1. General Solution to Differential Equation

Hi, I would be really grateful to anyone who may help with this...

I need to find the general solution for the differential equation

dy/dx = (cos x - sin x)e^cos x + sin x - y

(giving the solution in implicent form)

I have differentiate the function f(x) = e^cos x + sin x using the Composite Rule into (cos x - sin x) e ^ cos x + sin x (Is this correct?)

I also need to find the particular solution of the differential equation for which y = 1 when x = 0 and then give this particular solution in explicit form..

Many thanks for any help!

2. Originally Posted by looking0glass
Hi, I would be really grateful to anyone who may help with this...

I need to find the general solution for the differential equation

dy/dx = (cos x - sin x)e^cos x + sin x - y

(giving the solution in implicent form)

I have differentiate the function f(x) = e^cos x + sin x using the Composite Rule into (cos x - sin x) e ^ cos x + sin x (Is this correct?)
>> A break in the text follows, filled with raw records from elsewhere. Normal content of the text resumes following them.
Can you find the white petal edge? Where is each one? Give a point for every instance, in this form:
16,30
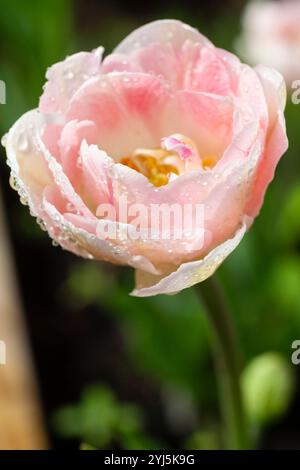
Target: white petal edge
189,274
163,32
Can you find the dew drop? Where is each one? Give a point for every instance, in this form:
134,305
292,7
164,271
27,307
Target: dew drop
4,140
70,207
23,143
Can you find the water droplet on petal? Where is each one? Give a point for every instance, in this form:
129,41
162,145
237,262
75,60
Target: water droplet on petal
4,140
23,143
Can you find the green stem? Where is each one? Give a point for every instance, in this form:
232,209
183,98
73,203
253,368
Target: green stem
227,364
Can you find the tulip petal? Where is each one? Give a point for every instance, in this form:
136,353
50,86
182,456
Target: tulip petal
187,274
276,142
161,32
64,79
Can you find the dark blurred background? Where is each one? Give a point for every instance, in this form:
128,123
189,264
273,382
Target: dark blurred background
120,372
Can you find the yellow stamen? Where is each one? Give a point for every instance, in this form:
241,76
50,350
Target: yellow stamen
152,164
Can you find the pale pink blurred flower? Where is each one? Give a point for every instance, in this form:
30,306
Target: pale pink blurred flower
167,118
271,36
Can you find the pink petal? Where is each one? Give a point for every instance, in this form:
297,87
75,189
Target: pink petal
64,79
276,142
161,32
126,108
189,273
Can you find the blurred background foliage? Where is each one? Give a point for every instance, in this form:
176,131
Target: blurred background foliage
121,372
I also need to find the particular solution of the differential equation for which y = 1 when x = 0 and then give this particular solution in explicit form..

Many thanks for any help!

$
y' = \left(\cos x - \sin x\right)e^{\sin x + \cos x - y}\;?
$

3. Originally Posted by looking0glass
Hi, I would be really grateful to anyone who may help with this...

I need to find the general solution for the differential equation

dy/dx = (cos x - sin x)e^cos x + sin x - y
If this is $\frac{dy}{dx}= (cos x- sin x)e^{cos x+ sin x- y}$, as danny arigo suggests, then it is separable. $\frac{dy}{dx}= (cos x- sin(x))e^{cos x+ sin x}e^{-y}$ so $e^y dy= (cos x- sin x)e^{cos x + sin x} dx$. Because, as you say, the derivative of $e^{cos x+ sin x}$ is $(cos x- sin x)e^{cos x+ sin x}$, that's easy to integrate.

(giving the solution in implicent form)

I have differentiate the function f(x) = e^cos x + sin x using the Composite Rule into (cos x - sin x) e ^ cos x + sin x (Is this correct?)

I also need to find the particular solution of the differential equation for which y = 1 when x = 0 and then give this particular solution in explicit form..

Many thanks for any help!
Integrating the equation in "separated" form above gives a "constant of integration". Use that fact that f(0)= 1 to determine that constant.

4. Thanks for your help but I'm still not sure how to go about doing this...

5. Originally Posted by looking0glass
Thanks for your help but I'm still not sure how to go about doing this...
As Hallsofivy said, the equation separates so

$
e^y dy= (cos x- sin x)e^{cos x + sin x} dx$

so

$
\int e^y dy= \int (cos x- sin x) e^{cos x + sin x} dx$

Let $u = cos x + sin x$ so $du = (cos x- sin x)dx$ so

$
\int e^y dy= \int e^u du\;\;\; \Rightarrow\;\;\; e^y = e^u + c$

or

$
e^y = e^{cos x + sin x} + c$

Now use the fact that $y(0) = 1$ to find $c$. Then take the $\ln$ of both sides to find $y$.

Hope that helps!